“O que tens feito?”, “A tua tese é sobre o quê?”, “O que fazes no teu trabalho?” – são perguntas que ouvimos constantemente de quem nos rodeia e se interessa por nós. O denominador comum destas questões é qual o assunto/tarefa que justifica a ocupação do nosso tempo, o que é “isso” à volta do qual gravita a nossa atenção. Os outros querem conhecer o que nos move, o que nos pôs em movimento, numa certa direcção. Querem perceber também qual é a amplitude do horizonte diante de nós, se o empreendimento é passageiro ou de longo fôlego, qual é o grau de compromisso. Ou temos a resposta na ponta da língua, bem treinada, ou hesitamos. Ora (nos) desvalorizamos, em jeito defensivo, ora enchemos o peito de ar para simular um certo tipo de convicção, como quem enfrenta um desafio que exige esforço de ultrapassagem: convencer os outros para nos convencermos a nós mesmos (costuma sair-se melhor na resposta rápida aquele que segue a ordem inversa).
Não usei a palavra “ocupação” sem propósito. O tempo que ocupamos, ou melhor, o que nos leva a ocupar o tempo, é entendido pelos outros como aquilo que justifica o nosso movimento no mundo. Por definição, somos todos passageiros e, simultaneamente, potenciais arquitectos do tempo, do nosso tempo. Aquilo com que nos decidimos ocupar é a caução do nosso movimento ou do nosso lugar na sociedade. É o que justifica, ao olhar dos outros, se nos estamos a movimentar ou a erguer edifícios – a fugir da prisão ou a melhorar as condições da vida na mesma. Reconhecemos bem os olhares de suspeita sobre a nossa linha de fuga ou os conselhos condescendentes sobre o nosso método de construção. Dizem-nos os velhos residentes da prisão (que tão poucos fugitivos viram escapar): “Se queres fugir, há quem tenha fugido melhor”. Dizem-nos os mestres que já testemunharam a construção e queda de muitos edifícios da mesma dimensão: “Se queres ocupar o teu tempo com isso, então devias usar esta pedra e não aquela”.
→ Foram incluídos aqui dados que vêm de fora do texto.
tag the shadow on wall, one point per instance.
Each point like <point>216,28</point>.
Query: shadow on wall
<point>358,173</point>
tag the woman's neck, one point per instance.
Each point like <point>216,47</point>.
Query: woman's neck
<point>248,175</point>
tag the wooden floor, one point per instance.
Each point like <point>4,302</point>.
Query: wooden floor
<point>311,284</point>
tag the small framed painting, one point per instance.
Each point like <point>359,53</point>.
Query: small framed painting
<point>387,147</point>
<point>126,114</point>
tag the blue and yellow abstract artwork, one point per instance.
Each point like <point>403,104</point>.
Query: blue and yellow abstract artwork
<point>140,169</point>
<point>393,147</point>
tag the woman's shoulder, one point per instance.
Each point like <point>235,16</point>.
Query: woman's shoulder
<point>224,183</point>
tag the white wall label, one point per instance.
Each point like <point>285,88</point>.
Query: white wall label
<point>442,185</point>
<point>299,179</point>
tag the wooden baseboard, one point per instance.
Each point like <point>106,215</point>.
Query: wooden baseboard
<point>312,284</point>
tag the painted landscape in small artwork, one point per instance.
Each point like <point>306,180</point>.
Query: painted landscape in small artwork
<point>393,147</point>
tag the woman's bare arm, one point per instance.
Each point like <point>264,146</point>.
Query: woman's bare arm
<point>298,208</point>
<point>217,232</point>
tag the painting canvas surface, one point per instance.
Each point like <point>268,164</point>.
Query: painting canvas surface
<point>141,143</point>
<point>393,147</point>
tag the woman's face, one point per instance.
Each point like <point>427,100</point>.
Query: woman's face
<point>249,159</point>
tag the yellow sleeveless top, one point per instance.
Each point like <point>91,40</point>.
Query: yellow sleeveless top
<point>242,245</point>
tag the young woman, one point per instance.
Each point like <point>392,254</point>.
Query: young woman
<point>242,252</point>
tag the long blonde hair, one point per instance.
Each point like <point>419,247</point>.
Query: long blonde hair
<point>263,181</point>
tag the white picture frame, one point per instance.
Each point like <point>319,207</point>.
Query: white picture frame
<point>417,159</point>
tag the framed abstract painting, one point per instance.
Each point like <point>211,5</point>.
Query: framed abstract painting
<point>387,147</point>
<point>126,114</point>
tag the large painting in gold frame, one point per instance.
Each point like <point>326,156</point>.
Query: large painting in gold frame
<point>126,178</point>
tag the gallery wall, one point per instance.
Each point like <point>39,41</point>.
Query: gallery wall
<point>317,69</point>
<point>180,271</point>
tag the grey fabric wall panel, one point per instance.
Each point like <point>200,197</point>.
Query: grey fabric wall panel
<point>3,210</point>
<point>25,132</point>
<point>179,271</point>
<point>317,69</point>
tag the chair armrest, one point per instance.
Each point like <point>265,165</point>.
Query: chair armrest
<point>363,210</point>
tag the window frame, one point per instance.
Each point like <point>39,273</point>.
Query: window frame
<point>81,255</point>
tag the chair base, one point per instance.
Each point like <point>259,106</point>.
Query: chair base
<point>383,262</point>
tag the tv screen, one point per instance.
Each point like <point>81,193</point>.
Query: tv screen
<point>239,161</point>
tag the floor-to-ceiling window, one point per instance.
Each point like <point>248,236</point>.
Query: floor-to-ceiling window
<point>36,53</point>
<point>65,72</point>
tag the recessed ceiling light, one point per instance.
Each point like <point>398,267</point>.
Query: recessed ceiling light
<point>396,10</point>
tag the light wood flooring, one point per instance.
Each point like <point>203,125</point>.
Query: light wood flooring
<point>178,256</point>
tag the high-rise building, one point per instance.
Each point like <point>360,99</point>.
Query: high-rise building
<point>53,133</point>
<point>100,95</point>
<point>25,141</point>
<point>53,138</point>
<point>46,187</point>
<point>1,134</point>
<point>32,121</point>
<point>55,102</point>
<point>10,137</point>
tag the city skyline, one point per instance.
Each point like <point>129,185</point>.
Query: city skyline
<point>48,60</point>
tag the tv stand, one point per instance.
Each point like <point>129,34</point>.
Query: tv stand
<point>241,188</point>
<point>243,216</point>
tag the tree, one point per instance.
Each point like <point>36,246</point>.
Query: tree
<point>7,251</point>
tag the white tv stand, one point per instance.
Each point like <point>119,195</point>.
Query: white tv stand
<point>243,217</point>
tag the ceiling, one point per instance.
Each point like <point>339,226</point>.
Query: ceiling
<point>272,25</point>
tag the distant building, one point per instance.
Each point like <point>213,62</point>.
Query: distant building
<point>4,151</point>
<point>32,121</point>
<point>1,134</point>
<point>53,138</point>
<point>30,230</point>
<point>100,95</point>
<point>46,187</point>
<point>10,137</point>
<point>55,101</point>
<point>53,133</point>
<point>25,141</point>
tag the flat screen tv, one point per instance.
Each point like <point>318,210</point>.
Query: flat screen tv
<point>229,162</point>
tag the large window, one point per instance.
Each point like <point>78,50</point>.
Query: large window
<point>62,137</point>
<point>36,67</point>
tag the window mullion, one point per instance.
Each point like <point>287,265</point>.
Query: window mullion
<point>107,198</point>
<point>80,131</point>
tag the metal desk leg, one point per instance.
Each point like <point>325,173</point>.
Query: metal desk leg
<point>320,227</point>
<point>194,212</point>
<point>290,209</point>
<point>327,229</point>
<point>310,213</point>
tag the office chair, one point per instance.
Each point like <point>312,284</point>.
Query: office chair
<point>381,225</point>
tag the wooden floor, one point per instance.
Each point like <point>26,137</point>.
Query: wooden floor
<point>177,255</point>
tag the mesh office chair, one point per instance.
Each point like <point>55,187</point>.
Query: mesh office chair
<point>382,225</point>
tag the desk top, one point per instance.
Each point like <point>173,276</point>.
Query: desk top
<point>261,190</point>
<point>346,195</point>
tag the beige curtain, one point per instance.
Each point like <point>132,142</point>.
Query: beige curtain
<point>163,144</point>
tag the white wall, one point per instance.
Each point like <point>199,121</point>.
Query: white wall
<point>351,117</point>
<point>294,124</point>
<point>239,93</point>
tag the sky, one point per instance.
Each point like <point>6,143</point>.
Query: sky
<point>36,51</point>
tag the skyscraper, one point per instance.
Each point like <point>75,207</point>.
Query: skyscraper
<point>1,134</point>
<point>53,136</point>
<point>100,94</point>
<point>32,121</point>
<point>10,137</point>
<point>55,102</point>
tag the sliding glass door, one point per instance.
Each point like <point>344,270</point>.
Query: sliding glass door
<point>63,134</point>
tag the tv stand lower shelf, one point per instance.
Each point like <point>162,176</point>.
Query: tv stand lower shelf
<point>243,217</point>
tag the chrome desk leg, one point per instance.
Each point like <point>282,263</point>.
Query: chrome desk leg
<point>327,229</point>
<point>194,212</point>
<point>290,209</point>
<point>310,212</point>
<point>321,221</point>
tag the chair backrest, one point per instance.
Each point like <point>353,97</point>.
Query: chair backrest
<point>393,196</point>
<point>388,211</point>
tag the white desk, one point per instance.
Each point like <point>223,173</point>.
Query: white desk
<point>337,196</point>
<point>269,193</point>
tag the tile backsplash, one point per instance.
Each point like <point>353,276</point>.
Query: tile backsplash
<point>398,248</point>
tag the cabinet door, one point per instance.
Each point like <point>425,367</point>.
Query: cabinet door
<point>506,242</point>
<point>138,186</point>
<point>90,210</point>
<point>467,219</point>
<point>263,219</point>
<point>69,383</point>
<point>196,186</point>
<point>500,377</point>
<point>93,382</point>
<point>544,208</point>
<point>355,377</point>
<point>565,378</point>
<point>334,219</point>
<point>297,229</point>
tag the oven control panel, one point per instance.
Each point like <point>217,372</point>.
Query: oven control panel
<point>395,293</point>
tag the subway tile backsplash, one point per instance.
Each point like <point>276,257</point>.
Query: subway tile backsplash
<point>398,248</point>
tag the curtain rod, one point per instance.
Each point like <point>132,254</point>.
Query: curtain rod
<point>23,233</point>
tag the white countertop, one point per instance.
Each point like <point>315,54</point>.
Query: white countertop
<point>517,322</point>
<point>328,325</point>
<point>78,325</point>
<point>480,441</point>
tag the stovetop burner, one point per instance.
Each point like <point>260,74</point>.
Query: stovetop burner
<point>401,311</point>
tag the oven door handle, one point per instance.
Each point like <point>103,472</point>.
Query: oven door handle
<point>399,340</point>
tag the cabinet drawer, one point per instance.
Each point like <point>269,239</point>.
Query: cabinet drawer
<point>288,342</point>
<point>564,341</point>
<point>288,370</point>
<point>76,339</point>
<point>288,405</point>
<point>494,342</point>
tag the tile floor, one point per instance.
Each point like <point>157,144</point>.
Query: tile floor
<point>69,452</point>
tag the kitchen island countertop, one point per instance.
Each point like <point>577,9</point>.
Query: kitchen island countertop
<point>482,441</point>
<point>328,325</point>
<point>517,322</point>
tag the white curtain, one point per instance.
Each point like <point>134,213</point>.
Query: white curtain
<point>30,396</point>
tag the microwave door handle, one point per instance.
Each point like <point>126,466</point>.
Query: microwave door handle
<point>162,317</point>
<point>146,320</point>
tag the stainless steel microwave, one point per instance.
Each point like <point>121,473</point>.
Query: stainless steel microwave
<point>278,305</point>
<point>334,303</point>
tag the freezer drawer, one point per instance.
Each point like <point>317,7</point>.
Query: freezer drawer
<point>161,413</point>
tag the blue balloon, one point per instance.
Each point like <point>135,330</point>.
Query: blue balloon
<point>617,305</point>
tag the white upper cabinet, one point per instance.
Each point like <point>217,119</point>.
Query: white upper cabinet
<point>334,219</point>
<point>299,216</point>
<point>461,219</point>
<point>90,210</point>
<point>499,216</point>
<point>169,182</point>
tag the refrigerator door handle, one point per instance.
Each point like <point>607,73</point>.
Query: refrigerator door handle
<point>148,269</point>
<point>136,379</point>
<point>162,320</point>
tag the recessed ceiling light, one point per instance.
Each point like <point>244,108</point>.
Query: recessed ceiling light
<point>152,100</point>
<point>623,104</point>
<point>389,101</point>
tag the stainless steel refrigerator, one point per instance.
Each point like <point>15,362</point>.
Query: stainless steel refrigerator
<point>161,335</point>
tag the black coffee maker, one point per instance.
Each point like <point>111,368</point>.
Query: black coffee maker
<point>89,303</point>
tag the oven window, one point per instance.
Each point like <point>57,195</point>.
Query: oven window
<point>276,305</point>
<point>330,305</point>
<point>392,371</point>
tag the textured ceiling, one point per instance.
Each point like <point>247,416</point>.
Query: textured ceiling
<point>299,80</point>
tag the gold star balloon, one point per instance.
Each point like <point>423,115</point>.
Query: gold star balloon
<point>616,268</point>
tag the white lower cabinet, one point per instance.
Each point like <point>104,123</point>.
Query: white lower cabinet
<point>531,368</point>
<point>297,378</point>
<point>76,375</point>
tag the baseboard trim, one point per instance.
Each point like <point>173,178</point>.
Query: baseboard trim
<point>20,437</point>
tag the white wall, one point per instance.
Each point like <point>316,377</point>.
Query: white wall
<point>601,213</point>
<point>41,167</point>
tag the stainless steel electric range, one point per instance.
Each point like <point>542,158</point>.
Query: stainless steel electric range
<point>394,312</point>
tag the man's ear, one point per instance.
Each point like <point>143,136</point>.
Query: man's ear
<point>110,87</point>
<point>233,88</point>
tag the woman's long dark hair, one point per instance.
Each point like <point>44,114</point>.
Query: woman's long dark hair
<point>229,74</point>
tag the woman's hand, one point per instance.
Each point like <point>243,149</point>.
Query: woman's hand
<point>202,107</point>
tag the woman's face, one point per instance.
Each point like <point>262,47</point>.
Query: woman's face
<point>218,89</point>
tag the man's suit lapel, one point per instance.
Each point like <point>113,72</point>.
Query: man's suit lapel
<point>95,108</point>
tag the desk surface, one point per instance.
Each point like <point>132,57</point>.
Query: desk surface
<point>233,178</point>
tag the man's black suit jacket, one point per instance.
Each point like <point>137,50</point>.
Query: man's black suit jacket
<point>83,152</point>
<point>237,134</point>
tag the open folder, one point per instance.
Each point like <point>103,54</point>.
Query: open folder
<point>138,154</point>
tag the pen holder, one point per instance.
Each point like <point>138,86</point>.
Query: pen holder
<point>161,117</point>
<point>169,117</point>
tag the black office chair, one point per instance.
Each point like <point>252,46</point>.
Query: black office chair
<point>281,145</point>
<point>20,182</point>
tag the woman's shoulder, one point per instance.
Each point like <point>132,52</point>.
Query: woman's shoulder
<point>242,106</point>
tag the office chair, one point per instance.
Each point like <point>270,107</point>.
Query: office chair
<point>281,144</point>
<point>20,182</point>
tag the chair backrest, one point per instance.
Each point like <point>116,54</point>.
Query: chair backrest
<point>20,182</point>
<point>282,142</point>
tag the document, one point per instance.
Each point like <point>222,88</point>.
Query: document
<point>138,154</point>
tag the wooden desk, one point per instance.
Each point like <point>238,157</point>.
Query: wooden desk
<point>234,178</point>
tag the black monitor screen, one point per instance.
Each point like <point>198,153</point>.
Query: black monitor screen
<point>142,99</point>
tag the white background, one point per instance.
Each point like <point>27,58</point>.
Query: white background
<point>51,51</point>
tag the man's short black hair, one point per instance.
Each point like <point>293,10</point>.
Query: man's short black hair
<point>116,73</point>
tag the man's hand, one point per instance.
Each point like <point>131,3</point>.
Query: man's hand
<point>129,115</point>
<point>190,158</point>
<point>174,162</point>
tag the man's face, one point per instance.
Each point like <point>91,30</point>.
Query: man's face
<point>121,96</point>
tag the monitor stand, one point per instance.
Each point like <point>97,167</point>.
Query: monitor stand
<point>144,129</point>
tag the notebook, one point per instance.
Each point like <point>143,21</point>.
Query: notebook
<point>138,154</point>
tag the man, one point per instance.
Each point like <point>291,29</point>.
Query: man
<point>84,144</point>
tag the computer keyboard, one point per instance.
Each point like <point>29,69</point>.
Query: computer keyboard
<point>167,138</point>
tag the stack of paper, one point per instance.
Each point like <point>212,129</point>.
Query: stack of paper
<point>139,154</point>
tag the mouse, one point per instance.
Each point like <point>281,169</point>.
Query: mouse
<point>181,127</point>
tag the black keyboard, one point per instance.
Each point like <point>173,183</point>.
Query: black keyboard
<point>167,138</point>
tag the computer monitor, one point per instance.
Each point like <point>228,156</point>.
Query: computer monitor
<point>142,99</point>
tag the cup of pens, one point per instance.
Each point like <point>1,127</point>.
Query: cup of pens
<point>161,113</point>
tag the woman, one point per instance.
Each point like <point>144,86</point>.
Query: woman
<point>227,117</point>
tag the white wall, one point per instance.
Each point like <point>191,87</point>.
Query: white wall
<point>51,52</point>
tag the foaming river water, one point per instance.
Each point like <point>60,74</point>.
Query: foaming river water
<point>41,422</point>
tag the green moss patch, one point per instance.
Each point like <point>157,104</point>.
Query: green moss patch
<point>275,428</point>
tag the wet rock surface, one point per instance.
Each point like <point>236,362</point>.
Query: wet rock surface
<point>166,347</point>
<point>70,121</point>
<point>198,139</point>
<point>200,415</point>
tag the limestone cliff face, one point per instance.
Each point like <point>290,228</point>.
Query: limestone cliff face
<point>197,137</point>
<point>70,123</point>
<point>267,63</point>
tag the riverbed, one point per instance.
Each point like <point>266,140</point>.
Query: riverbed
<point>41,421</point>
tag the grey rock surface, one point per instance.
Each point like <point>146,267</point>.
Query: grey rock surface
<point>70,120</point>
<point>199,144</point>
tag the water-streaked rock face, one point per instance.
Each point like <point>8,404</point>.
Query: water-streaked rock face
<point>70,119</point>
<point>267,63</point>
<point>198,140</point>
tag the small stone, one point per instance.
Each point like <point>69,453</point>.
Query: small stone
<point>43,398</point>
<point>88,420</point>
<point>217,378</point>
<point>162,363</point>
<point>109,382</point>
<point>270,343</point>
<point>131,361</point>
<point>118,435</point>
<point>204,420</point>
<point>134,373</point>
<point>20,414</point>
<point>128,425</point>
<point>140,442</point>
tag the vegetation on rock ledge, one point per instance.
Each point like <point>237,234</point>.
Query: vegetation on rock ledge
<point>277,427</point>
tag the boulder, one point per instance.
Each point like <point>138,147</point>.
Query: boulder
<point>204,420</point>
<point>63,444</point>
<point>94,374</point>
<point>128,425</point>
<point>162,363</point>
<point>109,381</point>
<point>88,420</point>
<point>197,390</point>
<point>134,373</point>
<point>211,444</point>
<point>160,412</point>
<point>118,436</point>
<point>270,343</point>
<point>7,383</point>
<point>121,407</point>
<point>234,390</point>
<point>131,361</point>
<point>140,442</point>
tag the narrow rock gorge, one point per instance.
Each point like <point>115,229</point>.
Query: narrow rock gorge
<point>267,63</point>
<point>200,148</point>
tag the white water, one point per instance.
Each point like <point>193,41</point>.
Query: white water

Este entendimento da “ocupação” lembra um pensamento de Sola-Morales: tendemos a apropriar-nos e colonizar o nosso tempo como um arquitecto que chega a um terreno “vazio” (um terrain vague) e o olha como se lhe faltasse alguma coisa. Como se aquilo que escolhemos fazer (e filmar) devesse obedecer ao mesmo critério que ditou os grandes empreendimentos coloniais na era dos “gloriosos descobrimentos”, ou então não seremos mais que navegantes à deriva no mar alto que é a nossa vida.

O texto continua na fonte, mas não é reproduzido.